Choosing Random Elements

| 15 Comments | No TrackBacks

Choosing random elements from a set of items is a problem that appears regularly. If you are already given the array of items, this can be implemented trivially:

import random
def random_element( a, N ):
    return a[ int( random.random() * N ) ]

Pick a number between 0 to N - 1, and return the element with that index.

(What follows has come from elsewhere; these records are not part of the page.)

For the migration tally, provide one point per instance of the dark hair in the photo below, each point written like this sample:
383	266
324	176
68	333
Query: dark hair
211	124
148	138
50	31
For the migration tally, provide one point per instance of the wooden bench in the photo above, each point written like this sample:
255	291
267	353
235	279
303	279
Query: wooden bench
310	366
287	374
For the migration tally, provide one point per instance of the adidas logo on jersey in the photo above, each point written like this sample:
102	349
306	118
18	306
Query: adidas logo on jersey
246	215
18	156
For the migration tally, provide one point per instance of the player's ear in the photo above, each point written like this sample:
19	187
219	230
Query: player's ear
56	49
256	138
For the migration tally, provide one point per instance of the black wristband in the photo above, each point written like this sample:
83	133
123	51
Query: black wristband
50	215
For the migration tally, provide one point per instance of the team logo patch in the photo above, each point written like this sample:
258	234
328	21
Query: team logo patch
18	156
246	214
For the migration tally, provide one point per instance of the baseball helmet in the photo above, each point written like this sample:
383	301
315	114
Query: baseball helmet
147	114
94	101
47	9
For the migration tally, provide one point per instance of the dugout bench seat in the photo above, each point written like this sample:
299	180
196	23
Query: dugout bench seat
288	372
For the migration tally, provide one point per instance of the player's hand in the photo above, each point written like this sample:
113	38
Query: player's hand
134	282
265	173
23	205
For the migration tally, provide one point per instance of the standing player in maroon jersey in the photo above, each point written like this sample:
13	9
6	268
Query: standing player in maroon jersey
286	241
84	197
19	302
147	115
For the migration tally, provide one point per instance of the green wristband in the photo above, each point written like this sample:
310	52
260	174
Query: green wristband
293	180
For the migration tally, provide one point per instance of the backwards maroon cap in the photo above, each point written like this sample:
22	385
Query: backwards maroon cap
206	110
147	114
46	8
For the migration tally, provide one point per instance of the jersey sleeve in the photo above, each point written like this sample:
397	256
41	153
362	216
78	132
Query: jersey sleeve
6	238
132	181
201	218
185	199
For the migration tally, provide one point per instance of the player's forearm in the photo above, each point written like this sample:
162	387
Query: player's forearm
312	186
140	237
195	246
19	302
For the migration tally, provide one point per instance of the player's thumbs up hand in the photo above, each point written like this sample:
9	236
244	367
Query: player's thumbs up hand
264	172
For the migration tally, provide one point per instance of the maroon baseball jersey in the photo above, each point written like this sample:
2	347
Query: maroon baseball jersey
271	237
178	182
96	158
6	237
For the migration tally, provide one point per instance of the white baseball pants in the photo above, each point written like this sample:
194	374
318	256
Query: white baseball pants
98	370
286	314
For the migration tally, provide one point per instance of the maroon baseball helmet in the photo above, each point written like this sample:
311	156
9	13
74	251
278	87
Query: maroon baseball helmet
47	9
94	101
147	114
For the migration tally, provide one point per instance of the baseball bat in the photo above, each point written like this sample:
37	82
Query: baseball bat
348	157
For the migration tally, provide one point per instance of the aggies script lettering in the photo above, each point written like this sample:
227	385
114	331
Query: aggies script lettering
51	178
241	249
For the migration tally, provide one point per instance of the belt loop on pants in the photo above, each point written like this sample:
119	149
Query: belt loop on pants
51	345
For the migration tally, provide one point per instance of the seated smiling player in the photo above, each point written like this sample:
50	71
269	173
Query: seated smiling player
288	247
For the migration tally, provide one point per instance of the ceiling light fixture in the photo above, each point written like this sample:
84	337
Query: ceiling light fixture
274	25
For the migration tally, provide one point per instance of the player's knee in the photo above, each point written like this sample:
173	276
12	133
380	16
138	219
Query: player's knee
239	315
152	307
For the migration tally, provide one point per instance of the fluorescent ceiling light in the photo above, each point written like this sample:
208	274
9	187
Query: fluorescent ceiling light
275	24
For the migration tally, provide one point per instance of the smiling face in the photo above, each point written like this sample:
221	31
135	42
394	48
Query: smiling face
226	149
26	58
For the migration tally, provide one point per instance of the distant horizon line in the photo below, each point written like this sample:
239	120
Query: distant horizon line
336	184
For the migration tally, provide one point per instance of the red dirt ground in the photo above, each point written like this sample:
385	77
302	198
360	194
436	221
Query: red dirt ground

Before we go on, here are “Some Minor Disclaimers”:

I’m aware that Python’s random module has some of these implemented. You are more than encouraged to use those, as the first thing you should do is if someone else did it already! The N can easily be substituted with len(a). It is there to make the parameter explicit. This article is meant for teaching and the coding style aims to make the code as clear (and language-neutral) as possible, and intentionally does not take advantage of a certain Python conciseness!

The Perl Cookbook has an optimization that is subtle, but amazingly concise:

srand;
rand($.) < 1 && ($line = $_) while <>;
# $line is the random line

Rewritten in Python, with an iterator instead of a file:

import random
def random_element_iterator( iterator ):
    N = 0

    for item in iterator:
        N += 1
        # 1/N chance
        if random.random() * N < 1:
            element = item

    return element

For the N-th element of the iterator, there is a 1/N probability of keeping that line. When I first came upon it, it worked like magic. It doesn’t have to stay that way — you can prove this with induction.

The base case N = 1 is true: the first element has 100% chance of being picked. The second element has 50% chance of being picked (and in this case, the first element is kept with 50% probability as well).

Suppose for the first N items, the probability of choosing any of the N elements is equal — 1/N. When you process the item N+1, the probability of it being chosen is 1/(N+1), which is by definition above. The probability of choosing any previous item was 1/N, and with N/(N+1) probability of staying that way - (1/N) * (N /(N+1)) = 1/(N+1). Each of the N+1 items now has 1/(N+1) of being chosen.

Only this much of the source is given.